La méditation coup de balai


meditation tantra Odier


« Le jour vient de se lever, tu t’es purifier en te baignant dans la rivière sacrée, tu te sens vif et plein de détermination. Tu puises de l’eau fraîche, tu prends un balai, tu cueilles une corbeille de pétales de rose et tu rentres dans le temple de la Conscience. C’est ça la méditation : entrer frais, l’esprit vif et alerte dans le temple de la Conscience. 

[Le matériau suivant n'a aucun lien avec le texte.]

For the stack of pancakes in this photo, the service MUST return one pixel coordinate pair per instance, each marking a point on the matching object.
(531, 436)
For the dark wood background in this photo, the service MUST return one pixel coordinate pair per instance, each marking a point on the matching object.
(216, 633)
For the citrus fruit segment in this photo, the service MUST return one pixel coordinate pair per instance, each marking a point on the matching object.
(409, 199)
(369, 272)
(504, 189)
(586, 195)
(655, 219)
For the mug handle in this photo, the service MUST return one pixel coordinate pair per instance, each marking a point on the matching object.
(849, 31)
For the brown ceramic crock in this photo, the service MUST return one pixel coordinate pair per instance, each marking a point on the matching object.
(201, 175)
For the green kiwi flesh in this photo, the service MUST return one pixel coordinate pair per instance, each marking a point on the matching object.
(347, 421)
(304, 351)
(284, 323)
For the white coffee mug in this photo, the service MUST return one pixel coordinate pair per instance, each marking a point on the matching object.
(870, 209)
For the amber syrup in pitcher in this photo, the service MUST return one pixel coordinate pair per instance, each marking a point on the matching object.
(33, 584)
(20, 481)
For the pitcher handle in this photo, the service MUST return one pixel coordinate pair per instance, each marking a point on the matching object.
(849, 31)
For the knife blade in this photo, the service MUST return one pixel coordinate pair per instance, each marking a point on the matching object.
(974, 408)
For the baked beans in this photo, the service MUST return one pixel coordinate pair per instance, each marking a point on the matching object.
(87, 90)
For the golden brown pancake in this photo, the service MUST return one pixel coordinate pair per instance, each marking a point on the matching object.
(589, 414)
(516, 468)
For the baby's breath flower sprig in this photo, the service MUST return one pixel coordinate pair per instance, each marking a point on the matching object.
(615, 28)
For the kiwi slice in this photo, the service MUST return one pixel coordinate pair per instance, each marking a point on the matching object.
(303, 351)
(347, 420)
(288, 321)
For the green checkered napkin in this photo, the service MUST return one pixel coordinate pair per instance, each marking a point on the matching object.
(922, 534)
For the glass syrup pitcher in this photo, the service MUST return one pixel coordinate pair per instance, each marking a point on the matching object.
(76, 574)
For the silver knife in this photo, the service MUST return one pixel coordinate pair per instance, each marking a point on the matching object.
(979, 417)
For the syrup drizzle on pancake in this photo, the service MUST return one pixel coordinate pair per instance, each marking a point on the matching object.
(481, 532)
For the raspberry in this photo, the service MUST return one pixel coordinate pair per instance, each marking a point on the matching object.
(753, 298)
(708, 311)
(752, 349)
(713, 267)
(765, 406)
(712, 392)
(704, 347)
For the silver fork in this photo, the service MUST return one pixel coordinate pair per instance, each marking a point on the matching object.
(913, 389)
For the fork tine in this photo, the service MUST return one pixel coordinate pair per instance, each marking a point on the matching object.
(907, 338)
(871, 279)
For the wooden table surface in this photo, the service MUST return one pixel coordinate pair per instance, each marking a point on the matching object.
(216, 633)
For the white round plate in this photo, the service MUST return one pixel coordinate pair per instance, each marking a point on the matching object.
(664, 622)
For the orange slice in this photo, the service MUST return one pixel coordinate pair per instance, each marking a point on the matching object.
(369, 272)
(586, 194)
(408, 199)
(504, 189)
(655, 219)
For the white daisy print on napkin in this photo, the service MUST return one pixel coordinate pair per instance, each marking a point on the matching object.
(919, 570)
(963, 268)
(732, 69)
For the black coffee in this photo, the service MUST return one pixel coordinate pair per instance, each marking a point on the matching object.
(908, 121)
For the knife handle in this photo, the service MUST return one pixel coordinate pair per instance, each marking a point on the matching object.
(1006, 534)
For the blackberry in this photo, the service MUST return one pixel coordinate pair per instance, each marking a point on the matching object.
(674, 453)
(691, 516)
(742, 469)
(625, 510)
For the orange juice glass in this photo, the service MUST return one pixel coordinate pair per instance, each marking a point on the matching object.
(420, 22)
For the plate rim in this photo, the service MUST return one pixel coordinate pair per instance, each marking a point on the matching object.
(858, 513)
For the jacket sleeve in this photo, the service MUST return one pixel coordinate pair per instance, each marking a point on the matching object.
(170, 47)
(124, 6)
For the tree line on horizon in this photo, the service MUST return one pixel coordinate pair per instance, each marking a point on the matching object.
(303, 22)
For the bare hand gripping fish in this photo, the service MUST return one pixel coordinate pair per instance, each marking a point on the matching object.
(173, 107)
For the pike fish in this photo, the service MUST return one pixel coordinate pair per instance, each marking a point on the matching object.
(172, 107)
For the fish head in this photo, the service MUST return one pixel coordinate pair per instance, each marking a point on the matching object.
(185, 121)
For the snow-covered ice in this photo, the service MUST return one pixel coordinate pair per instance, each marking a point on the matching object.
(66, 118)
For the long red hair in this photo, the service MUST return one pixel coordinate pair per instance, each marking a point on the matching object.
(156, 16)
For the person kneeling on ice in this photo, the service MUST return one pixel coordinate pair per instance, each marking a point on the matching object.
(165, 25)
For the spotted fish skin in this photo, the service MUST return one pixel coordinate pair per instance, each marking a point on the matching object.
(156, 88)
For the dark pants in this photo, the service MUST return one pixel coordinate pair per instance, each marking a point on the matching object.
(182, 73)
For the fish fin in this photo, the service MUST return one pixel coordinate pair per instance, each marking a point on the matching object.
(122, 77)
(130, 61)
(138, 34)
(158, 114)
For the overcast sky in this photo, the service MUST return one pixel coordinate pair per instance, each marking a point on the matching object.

Tu les vois, tous assis, immobiles, ancrés dans le sol, fossilisés. Ils sont là depuis si longtemps. Ils t’ont tant aimé, ils t’ont tant donné, tant éviter. Depuis que tu es tout jeune, leurs voix te poursuivent. Encore maintenant, en cette minute, comme il te regardent entrer, prêt à nettoyer, à rafraîchir, à parfumer, ils te parlent et te disent : « Écoute-nous, voici ce que nous pensons de toi. Depuis que tu es jeune nous tentons de t’éviter les dangers, nous te prévenons des pièges de la vie, nous te punissons lorsque tu fais une erreur mais lorsque tu nous écoutes, lorsque tu es un bon garçon, nous te récompensons, donc t’approuvons à voix haute et grâce à nous, tu ne t’en es pas trop mal sorti. Alors ne nous chasse pas, continue à écouter nos voix, à suivre nos avis. Nous ne voulons que ton bien. La Liberté, c’est le chaos. Écoute attentivement nos voix, reste sur le chemin que nous te traçons et tout ira bien. »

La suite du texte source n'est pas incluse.